- The Washington Times - Monday, October 9, 2006

From combined dispatches

Russian state gas monopoly Gazprom yesterday shut Western oil companies out of a project to develop the world’s largest natural gas field.

In what was widely viewed as a swipe at the United States, OAO Gazprom also said it would funnel gas from the massive Shtokman field in the Barents Sea through pipelines to Europe rather than liquefy the gas and send it in tankers to feed the growing U.S. market for imported gas.

Both moves have wide economic and political repercussions, demonstrating the clout Russia’s massive state-controlled energy enterprises are willing to use to get the best prices for their products while rewarding allies and punishing opponents in political struggles.

The Kremlin had indirectly linked the involvement of U.S. companies ConocoPhillips and Chevron in the Shtokman project to Russia’s negotiations to join the World Trade Organization. Relations between Washington and Moscow have turned chilly, and the two have been unable to come to agreement on Russia’s WTO accession.

“Russia does not need anybody and wants to assert itself as a global energy power. They’re playing politics,” said Fadel Gheit, an energy analyst at Oppenheimer. “They know that if anything happens to supply coming from the Middle East, their gas would become very important.”

Gazprom Chairman Alexei Miller said he concluded that Western companies don’t have anything valuable enough to exchange for becoming full partners in the project.

“Foreign companies could not offer us assets that corresponded in size and quality with the reserves of the Shtokman field,” which holds 131 trillion cubic feet of natural gas reserves, he said.

Originally, Gazprom was slated to have a controlling 51 percent stake in the project while Western partners would hold the rest. Now, Mr. Miller said, the Russian monopoly will operate the field on its own and bring in foreign companies only as contractors.

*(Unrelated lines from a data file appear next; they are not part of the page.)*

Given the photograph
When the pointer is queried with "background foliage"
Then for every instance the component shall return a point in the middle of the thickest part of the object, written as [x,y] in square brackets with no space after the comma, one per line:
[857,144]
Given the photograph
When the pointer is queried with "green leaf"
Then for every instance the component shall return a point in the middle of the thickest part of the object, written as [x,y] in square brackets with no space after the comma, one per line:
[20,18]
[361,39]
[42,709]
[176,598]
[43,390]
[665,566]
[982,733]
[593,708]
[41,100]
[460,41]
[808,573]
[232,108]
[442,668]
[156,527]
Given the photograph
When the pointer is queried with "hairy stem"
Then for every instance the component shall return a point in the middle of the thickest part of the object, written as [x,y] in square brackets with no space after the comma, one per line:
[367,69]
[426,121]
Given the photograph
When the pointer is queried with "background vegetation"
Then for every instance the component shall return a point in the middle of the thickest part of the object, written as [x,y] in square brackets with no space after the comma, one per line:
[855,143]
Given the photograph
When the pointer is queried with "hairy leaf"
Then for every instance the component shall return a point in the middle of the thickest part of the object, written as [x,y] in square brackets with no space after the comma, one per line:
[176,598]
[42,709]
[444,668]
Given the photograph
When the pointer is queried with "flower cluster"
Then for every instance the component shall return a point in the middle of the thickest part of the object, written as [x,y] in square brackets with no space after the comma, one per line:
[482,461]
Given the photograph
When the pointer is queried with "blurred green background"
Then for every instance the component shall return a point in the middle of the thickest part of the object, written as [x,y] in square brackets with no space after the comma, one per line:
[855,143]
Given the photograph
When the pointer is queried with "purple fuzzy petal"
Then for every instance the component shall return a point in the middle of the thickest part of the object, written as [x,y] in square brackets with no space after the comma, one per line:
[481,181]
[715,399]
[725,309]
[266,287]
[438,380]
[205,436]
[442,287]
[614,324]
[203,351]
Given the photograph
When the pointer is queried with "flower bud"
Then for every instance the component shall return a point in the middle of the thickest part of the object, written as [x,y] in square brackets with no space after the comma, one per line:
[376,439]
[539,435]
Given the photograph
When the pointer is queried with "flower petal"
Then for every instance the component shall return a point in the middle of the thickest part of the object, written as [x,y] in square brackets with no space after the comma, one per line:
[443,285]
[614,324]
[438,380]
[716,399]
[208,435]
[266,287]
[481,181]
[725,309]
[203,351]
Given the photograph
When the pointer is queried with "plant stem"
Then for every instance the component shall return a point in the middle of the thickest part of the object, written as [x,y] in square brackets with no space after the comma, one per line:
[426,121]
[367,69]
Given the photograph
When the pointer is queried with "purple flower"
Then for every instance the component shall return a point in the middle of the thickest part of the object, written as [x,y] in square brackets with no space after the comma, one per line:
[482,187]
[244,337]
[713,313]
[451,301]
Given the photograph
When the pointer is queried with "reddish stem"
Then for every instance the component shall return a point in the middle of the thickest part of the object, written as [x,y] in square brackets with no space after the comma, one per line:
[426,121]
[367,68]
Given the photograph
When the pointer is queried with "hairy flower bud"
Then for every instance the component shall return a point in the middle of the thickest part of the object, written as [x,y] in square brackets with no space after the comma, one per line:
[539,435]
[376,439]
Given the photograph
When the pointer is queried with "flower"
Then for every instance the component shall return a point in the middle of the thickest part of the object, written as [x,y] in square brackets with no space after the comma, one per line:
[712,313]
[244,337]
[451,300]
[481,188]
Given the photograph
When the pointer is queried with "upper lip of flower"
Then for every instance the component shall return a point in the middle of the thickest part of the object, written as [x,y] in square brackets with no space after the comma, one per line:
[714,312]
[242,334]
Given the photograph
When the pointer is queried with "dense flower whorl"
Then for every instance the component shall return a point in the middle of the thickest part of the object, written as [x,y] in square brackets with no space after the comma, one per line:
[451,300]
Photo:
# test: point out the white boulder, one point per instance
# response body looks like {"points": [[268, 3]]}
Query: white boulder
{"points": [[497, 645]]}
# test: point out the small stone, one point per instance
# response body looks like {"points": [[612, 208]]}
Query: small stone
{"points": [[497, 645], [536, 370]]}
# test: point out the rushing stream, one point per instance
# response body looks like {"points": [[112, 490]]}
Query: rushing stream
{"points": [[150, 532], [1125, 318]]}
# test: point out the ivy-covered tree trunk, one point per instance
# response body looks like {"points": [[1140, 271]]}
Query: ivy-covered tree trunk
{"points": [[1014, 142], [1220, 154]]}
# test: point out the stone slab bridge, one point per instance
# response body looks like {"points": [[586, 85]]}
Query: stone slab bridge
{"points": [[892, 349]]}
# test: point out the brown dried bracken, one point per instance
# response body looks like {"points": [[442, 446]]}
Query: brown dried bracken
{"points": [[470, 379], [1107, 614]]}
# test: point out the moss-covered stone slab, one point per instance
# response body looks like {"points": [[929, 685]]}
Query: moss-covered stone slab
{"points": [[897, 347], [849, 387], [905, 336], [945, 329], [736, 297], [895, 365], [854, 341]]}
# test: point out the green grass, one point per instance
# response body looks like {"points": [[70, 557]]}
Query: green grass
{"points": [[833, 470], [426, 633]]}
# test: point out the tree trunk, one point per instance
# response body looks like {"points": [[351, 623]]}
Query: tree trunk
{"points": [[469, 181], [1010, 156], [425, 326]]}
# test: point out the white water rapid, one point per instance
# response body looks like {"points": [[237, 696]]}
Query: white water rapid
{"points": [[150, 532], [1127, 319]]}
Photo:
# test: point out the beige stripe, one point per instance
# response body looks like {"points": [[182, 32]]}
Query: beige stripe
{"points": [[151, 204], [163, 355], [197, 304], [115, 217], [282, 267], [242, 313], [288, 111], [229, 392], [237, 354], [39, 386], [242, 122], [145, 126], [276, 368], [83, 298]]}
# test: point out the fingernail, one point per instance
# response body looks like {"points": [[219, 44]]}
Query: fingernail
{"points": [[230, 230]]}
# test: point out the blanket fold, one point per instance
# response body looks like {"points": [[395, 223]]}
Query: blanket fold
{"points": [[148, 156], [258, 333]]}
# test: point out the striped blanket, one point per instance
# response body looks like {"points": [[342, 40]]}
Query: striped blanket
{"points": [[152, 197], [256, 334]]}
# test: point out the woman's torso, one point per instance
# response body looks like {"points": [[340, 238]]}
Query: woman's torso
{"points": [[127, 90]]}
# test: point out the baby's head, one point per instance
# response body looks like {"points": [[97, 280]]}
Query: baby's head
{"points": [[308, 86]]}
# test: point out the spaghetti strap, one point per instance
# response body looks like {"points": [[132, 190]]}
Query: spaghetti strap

Gas from the field will be used initially to fill a planned pipeline under the Baltic Sea from Russia to Germany, he said. Previously, Gazprom said the project’s focus would be to send shipments of liquefied natural gas (LNG) to the United States.

The Shtokman project, one of the biggest in decades, is expected to cost $10 billion to $20 billion. Among the Western oil companies spurned by Gazprom, in addition to the two U.S. giants, were France’s Total SA and Norway’s Statoil ASA and Norsk Hydro ASA.

Some analysts questioned whether Gazprom has the expertise needed to succeed on its own.

“Gazprom has no experience of offshore projects, it has no experience of LNG,” said analyst Kakha Kiknevalidze of the Brunswick UBS investment bank. “I think it will be very challenging. … Normally on a project like this you want to share risk exposure.”